An interview with Victor Yalom
An interesting read - an interview with psychotherapist Victor Yalom who, among other things, runs the website psychotherapy.net - and is Dr. Irvin Yalom’s son.
(excerpt):
What would you recommend to people who are about to embark on a career as a psychotherapist?
I would recommend a number of things. Don’t get pigeon-holed in terms of your training or your orientation. Expose yourself to as many teachers and supervisors and personal therapists as possible. One of the most powerful ways I think we learn is to be in personal therapy, to be able to have the experience of how therapy works from the client’s perspective, to be able to observe first-hand how another therapist operates, and how it can really make a change in one’s life. I think there is no better teacher than a good personal therapist.
You could say that about almost anything: whether you’re learning to paint or you’re studying history at university, find teachers who move and inspire you and then don’t be afraid to take risks. One thing that really interests me these days is the creative aspect of being a therapist; when you talk to therapists and find out what they’re like and what interests them in their life, there’s a high percentage who are engaged in artistic pursuits on the side. But I think far too often we don’t bring our creative spirit into the therapy sessions. I think we get very stuck in our ways: we sit in the therapist’s chair, we stick to a forty-five or fifty-minute schedule and we have certain things in our brain about what a therapist should be like and what our professional boundaries should be like. I think this inhibits us greatly from experimenting with different approaches that could be helpful to clients…

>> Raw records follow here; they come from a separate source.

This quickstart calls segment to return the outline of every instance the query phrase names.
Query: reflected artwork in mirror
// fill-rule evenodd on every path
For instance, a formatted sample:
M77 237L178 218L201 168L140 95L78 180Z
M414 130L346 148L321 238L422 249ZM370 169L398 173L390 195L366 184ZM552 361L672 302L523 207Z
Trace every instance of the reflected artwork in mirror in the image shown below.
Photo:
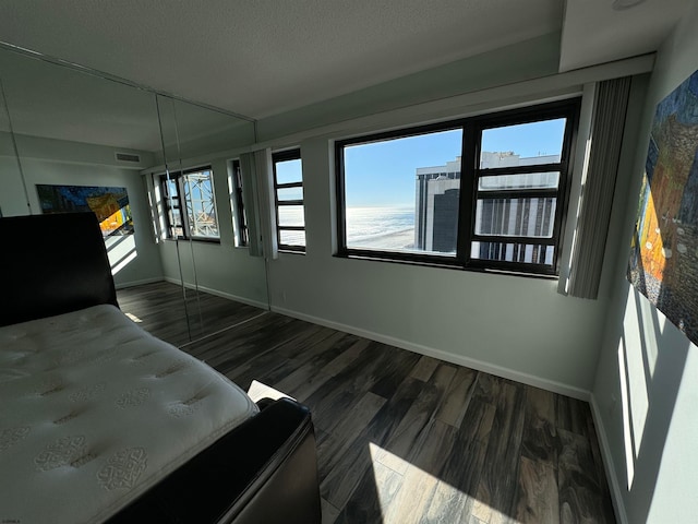
M105 237L115 282L180 286L166 319L179 326L174 343L222 322L202 309L200 290L268 308L264 260L237 247L229 189L253 121L7 45L0 80L4 216L40 214L41 187L123 189L133 235ZM177 183L174 205L167 187ZM171 235L172 212L195 234Z

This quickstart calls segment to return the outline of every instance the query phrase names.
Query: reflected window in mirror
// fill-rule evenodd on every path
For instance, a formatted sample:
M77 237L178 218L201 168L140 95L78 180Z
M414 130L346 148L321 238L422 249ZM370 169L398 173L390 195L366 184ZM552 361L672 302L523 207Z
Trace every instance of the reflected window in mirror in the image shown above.
M301 150L274 153L274 201L279 251L305 252Z
M236 234L236 247L248 246L248 216L244 210L242 198L242 170L240 160L231 160L231 176L228 179L230 184L230 205L232 206L232 219Z
M168 238L219 241L210 166L160 177Z

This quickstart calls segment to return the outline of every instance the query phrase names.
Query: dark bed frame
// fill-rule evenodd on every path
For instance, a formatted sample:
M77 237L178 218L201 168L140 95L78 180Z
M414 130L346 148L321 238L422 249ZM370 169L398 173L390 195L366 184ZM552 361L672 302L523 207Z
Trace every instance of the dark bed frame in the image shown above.
M0 325L100 303L118 307L94 214L0 218ZM288 398L258 404L257 415L107 522L320 523L309 409Z

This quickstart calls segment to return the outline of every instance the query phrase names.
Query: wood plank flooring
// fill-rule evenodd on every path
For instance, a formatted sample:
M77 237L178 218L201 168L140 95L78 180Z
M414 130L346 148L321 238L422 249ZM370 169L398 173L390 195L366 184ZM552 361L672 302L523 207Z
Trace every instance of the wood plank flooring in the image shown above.
M118 296L241 388L311 408L324 523L615 522L585 402L206 294L189 342L177 286Z

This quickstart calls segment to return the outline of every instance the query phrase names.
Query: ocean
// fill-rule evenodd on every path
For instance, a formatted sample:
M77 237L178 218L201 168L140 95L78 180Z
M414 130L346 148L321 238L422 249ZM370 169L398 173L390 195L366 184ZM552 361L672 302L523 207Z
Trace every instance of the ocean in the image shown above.
M282 225L303 225L301 209L293 207L280 207ZM286 231L284 241L304 245L305 236ZM347 207L348 248L410 250L413 243L413 207Z
M347 207L347 247L410 249L414 245L413 207Z

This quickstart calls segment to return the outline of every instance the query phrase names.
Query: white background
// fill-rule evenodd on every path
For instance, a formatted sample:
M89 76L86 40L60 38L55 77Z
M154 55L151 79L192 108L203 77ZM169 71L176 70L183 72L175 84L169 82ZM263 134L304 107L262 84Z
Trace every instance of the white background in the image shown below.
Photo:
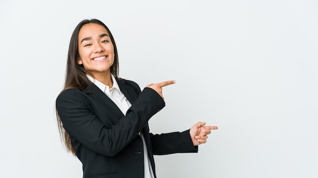
M217 125L197 154L156 156L158 177L318 177L318 2L0 2L0 177L80 177L55 100L84 19L113 33L120 77L164 88L150 131Z

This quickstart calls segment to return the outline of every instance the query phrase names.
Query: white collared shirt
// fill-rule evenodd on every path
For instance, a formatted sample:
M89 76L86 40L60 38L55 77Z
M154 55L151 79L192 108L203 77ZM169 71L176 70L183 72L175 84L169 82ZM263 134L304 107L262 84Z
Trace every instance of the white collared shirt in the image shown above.
M104 93L105 93L120 109L122 113L125 115L128 109L132 106L129 101L127 100L126 97L120 91L119 86L116 79L111 74L111 79L113 80L113 87L109 88L109 86L105 85L101 82L95 79L92 77L86 75L87 78L93 82L97 87L99 87ZM147 151L147 146L146 146L146 142L145 138L142 131L139 132L139 135L142 140L142 143L144 149L144 176L145 178L154 177L150 161L148 156L148 151Z

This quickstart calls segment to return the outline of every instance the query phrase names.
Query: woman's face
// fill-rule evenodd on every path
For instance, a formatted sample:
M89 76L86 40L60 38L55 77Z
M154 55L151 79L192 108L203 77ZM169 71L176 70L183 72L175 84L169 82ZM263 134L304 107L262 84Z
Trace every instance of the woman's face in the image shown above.
M78 33L79 58L77 63L93 75L110 72L114 63L114 46L107 30L103 26L89 23Z

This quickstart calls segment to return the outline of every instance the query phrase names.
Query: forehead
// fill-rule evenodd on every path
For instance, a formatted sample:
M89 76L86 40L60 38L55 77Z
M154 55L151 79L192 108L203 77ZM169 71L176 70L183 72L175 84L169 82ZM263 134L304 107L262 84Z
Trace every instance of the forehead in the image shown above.
M78 33L78 39L81 40L87 37L94 37L104 33L109 35L108 31L104 26L97 23L89 23L81 28Z

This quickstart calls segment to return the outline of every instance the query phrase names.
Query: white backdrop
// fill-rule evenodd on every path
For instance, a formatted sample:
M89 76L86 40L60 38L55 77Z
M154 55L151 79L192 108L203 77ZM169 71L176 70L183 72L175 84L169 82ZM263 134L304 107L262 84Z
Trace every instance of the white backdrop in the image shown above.
M217 125L197 154L156 156L158 177L318 177L318 2L0 1L0 177L80 177L55 100L76 25L97 18L119 75L166 80L154 133Z

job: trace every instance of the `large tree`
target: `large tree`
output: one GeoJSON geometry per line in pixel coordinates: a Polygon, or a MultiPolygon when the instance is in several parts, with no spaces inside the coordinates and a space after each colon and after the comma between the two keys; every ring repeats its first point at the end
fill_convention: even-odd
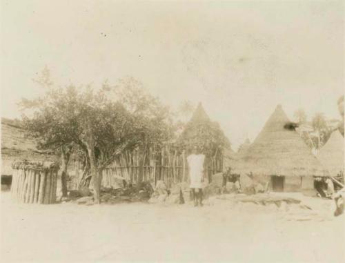
{"type": "Polygon", "coordinates": [[[50,89],[30,104],[34,113],[23,117],[26,130],[40,138],[41,148],[79,150],[99,203],[102,170],[137,142],[132,116],[121,103],[108,98],[106,88],[95,91],[71,85],[50,89]]]}
{"type": "Polygon", "coordinates": [[[173,136],[170,111],[157,98],[146,92],[141,82],[132,77],[120,79],[115,92],[133,117],[137,135],[135,142],[139,153],[140,182],[148,151],[159,148],[173,136]]]}
{"type": "Polygon", "coordinates": [[[40,138],[41,148],[60,149],[63,165],[71,150],[84,161],[83,178],[92,179],[97,203],[106,166],[135,148],[144,159],[148,147],[170,136],[168,109],[142,86],[130,84],[137,83],[133,79],[122,82],[124,86],[105,83],[99,89],[50,88],[41,97],[23,101],[34,110],[32,116],[23,116],[26,130],[40,138]]]}

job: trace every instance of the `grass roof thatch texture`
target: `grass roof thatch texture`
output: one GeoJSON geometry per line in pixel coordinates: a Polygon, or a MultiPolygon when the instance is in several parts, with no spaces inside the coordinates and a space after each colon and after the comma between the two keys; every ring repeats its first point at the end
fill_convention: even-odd
{"type": "Polygon", "coordinates": [[[37,141],[28,137],[20,124],[1,118],[1,175],[12,175],[12,164],[17,161],[42,162],[55,161],[57,157],[36,147],[37,141]]]}
{"type": "Polygon", "coordinates": [[[234,172],[266,175],[326,176],[317,159],[278,105],[255,140],[235,164],[234,172]]]}

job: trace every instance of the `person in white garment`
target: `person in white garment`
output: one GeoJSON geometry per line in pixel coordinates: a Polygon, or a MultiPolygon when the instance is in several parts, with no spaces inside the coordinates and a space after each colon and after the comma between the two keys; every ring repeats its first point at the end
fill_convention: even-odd
{"type": "Polygon", "coordinates": [[[334,184],[330,177],[326,179],[326,184],[327,184],[327,195],[328,197],[332,197],[334,194],[334,184]]]}
{"type": "Polygon", "coordinates": [[[192,191],[195,206],[198,204],[202,206],[202,181],[204,160],[205,155],[199,153],[197,147],[195,147],[192,154],[187,157],[190,179],[190,188],[192,191]]]}

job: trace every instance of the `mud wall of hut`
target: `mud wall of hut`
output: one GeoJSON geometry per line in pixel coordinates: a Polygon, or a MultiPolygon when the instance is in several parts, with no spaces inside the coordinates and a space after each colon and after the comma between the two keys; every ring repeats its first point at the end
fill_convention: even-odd
{"type": "MultiPolygon", "coordinates": [[[[111,165],[103,171],[102,186],[115,186],[123,177],[127,183],[137,184],[139,181],[139,170],[142,168],[142,181],[156,183],[163,180],[170,187],[174,184],[188,182],[188,167],[187,153],[166,146],[159,151],[148,150],[144,156],[144,165],[139,166],[138,150],[126,151],[111,165]]],[[[72,176],[70,188],[76,188],[82,175],[81,164],[72,162],[70,175],[72,176]]],[[[204,162],[204,177],[212,180],[212,175],[223,171],[223,156],[219,153],[215,157],[206,157],[204,162]]]]}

…It’s a craft, it’s an art and you gain confidence and mastery over years in seeing dozens and hundreds of clients; I also think you gain maturity as a person, you know yourself better and you know what you can do and what you can’t do and you work with that and, as you’re more comfortable with yourself, you’re able to reveal more about yourself and bring more of your person into your work.
Bring in more of yourself….
Yeah, but show more of your own person, your vulnerability.
And in that way act a little bit like a role model, not just as a therapist who knows it all?
Yes, exactly. So I think, yes, part of what we call boundaries, or holding back, is maybe a way to protect neophyte therapists from feeling the need to expose themselves. When you’re in your twenties and thirties you’re still working out a lot of things about life and about yourself – that just seems to be the way it is. Of course, we continue to do that but I think for many people as they grow into middle age – maybe I’m just saying this because I’m turning fifty next month – but I think as you mature you get more comfortable with the different parts of yourself and in doing that you feel able to be authentic and real with clients and I think you do them a service by doing so.